The Ponemon Institute found in its 'Current State of Application Security Report' that there is a much higher percentage of executive-level respondents who believe their organization is following security procedures throughout the software development lifecycle (SDLC) than do the technicians who are the ones executing those activities.
To wit, a significant majority – 71% of executives interviewed – believe that application security training is available and up to date; yet, only 20% of technical staff had the same answer. About 67% of executives polled feel they have a mature application security program in place, compared to 33% of technical staff. And 75% of executives believe that secure architecture exists in their organization as opposed to just 23% of technical staff.
Further, 75% of executives believe development teams are measured to determine compliance with secure architecture standards versus 23% of technical staff.
This rather staggering disconnect translates into one dangerous over-arching reality: that many organizations do not yet consider the need to proactively do something about application security, and do not accurately identify, measure or understand application security risks.

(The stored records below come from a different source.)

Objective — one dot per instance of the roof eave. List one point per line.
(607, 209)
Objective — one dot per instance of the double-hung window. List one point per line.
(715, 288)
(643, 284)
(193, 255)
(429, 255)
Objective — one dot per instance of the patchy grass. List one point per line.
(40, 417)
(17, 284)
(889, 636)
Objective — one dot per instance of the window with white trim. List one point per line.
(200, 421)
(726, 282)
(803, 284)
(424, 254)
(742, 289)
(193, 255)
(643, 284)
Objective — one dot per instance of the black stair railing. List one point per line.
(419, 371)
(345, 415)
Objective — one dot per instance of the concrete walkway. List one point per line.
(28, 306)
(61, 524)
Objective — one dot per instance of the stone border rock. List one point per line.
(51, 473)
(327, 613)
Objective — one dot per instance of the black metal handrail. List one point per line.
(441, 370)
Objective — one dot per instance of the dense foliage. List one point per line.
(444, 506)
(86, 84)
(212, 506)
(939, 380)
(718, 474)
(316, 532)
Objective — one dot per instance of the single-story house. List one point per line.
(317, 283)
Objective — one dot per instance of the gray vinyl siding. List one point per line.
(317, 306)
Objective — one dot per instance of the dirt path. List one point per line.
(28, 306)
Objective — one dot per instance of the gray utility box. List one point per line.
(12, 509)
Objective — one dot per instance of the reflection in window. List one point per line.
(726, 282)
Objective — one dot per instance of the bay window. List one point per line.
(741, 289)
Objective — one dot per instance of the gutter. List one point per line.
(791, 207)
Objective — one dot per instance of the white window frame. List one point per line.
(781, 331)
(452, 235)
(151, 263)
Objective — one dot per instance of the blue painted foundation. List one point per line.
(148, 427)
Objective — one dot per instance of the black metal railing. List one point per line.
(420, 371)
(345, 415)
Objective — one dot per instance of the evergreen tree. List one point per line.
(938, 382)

These organizations either don’t realize that applications pose the biggest threat to their business, or they’re taking a ‘do the least amount possible’ approach,” said Ed Adams, CEO of study sponsor Security Innovation, in a statement. “Both mentalities are exactly the reason that hackers continue to target the application layer successfully; it is much weaker and easier to penetrate than network defenses. The technical staff seem to understand this; however, the executives, who hold the budget, clearly have a different perception.”
Common characteristics of high-performing organizations with respect to application security include the creation or adoption of application security standards; training for the various roles, platforms and technologies; and regular assessments to identify shortcomings. The research confirms that most organizations are lacking in each area.

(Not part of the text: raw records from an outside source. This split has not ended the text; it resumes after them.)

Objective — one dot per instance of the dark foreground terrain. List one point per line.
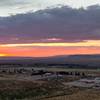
(49, 84)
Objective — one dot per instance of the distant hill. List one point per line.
(88, 60)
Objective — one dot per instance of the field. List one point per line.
(24, 86)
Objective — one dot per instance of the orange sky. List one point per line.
(50, 49)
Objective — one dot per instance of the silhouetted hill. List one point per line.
(87, 60)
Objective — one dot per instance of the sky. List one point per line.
(38, 28)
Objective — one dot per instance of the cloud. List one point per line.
(64, 23)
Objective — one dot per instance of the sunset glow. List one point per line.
(50, 49)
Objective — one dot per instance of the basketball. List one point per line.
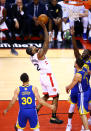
(43, 18)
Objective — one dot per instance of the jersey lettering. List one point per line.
(51, 80)
(37, 66)
(27, 100)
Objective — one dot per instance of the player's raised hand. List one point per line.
(4, 112)
(53, 107)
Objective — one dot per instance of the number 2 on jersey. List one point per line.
(51, 80)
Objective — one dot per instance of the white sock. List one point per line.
(69, 121)
(20, 129)
(36, 129)
(89, 33)
(59, 33)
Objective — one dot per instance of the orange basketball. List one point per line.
(43, 18)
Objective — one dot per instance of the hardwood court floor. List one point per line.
(11, 67)
(7, 122)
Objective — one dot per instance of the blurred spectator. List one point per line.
(55, 19)
(3, 26)
(20, 23)
(35, 9)
(82, 18)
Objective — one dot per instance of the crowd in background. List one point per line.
(21, 19)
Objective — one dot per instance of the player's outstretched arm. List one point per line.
(41, 101)
(12, 102)
(43, 50)
(76, 50)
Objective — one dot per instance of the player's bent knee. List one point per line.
(71, 109)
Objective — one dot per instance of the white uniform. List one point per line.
(47, 80)
(68, 10)
(3, 26)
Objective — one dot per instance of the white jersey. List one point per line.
(67, 7)
(3, 26)
(41, 65)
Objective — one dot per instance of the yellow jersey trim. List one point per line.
(37, 126)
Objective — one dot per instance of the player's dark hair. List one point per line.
(79, 62)
(24, 77)
(29, 51)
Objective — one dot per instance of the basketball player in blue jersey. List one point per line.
(26, 96)
(47, 79)
(85, 56)
(80, 80)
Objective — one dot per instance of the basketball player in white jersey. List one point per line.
(83, 14)
(47, 80)
(4, 28)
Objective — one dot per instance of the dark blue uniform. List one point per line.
(80, 93)
(27, 110)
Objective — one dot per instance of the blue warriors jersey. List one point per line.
(87, 66)
(26, 97)
(84, 84)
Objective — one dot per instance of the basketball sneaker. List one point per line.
(82, 129)
(84, 36)
(15, 128)
(69, 127)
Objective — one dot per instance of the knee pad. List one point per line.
(71, 109)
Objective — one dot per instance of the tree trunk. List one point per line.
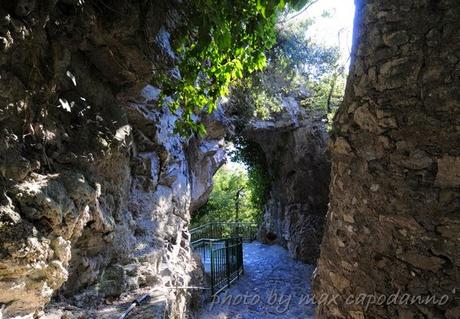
(393, 225)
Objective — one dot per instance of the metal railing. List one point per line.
(222, 260)
(221, 230)
(220, 245)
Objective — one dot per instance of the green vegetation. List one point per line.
(221, 206)
(294, 67)
(224, 40)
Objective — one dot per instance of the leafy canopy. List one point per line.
(224, 41)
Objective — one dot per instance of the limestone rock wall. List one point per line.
(393, 224)
(95, 189)
(294, 144)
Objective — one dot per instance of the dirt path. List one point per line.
(274, 286)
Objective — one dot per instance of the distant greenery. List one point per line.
(223, 40)
(296, 68)
(259, 180)
(221, 205)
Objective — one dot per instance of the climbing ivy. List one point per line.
(259, 179)
(223, 41)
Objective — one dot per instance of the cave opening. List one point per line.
(281, 130)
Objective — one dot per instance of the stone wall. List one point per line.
(294, 144)
(96, 190)
(394, 220)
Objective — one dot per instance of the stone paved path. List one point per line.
(274, 286)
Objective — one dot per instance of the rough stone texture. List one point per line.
(95, 189)
(294, 144)
(393, 223)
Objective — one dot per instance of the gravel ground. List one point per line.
(274, 286)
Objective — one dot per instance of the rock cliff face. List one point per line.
(96, 190)
(393, 224)
(294, 144)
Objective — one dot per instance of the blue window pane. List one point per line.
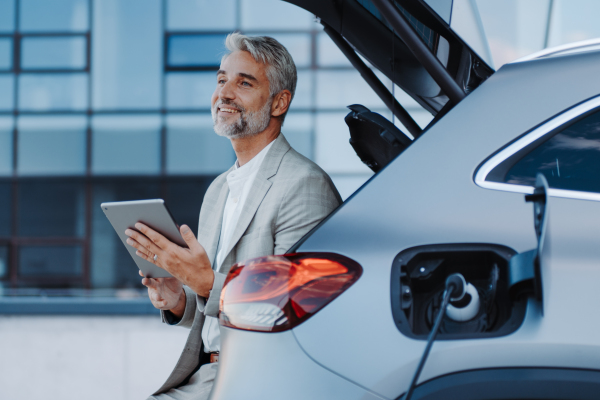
(53, 16)
(7, 15)
(45, 92)
(53, 53)
(3, 261)
(126, 145)
(304, 90)
(196, 50)
(274, 14)
(201, 15)
(5, 53)
(187, 90)
(328, 54)
(50, 261)
(51, 207)
(297, 129)
(6, 150)
(194, 148)
(5, 208)
(51, 145)
(7, 86)
(127, 54)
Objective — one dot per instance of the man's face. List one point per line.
(241, 103)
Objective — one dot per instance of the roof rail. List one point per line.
(569, 48)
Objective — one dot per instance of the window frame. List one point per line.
(18, 42)
(530, 140)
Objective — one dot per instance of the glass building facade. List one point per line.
(108, 100)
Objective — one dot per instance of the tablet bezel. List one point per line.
(153, 213)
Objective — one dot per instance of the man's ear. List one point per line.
(281, 103)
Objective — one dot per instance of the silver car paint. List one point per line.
(427, 196)
(272, 366)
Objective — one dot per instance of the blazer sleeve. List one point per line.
(188, 316)
(305, 204)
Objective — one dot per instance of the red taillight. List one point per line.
(276, 293)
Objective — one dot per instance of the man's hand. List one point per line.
(166, 294)
(190, 266)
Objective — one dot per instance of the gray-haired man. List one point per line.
(268, 200)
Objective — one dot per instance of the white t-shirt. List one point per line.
(240, 182)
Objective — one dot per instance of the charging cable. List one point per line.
(455, 290)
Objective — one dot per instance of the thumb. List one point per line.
(188, 236)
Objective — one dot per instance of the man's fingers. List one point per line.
(158, 239)
(141, 243)
(150, 283)
(188, 236)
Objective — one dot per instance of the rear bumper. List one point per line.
(265, 366)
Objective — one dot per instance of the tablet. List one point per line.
(153, 213)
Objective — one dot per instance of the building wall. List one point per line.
(50, 357)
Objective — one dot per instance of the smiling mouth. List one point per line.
(229, 110)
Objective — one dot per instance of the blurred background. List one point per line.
(108, 100)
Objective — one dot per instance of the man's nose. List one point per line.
(227, 91)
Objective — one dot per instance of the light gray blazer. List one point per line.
(290, 195)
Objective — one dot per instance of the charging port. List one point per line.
(486, 310)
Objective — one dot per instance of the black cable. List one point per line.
(455, 288)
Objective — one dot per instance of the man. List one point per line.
(266, 202)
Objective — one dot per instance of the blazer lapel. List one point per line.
(259, 189)
(209, 230)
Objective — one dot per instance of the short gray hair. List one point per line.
(281, 69)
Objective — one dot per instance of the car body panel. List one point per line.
(291, 373)
(383, 219)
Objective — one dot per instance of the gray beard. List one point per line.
(249, 124)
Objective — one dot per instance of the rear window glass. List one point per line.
(427, 35)
(569, 159)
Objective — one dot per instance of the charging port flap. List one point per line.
(526, 268)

According to the findings, most organizations do not have a defined software development process in place, and for those organizations that do, security policies and requirements are often ad-hoc and not integrated into the SDLC. Only 43% have corporate application security policies and 42% say their organizations have formal security requirements as part of the development process. And a lack of consistent policies and requirements in place makes it difficult to identify and remediate security vulnerabilities.
When it comes to training and education, more than 80% of technical staff report their organizations are not updating training and education programs for their development teams. Strikingly, between 66% and 71% of executives and directors think that they are updating internal training programs – and this is the group that approves budget spend.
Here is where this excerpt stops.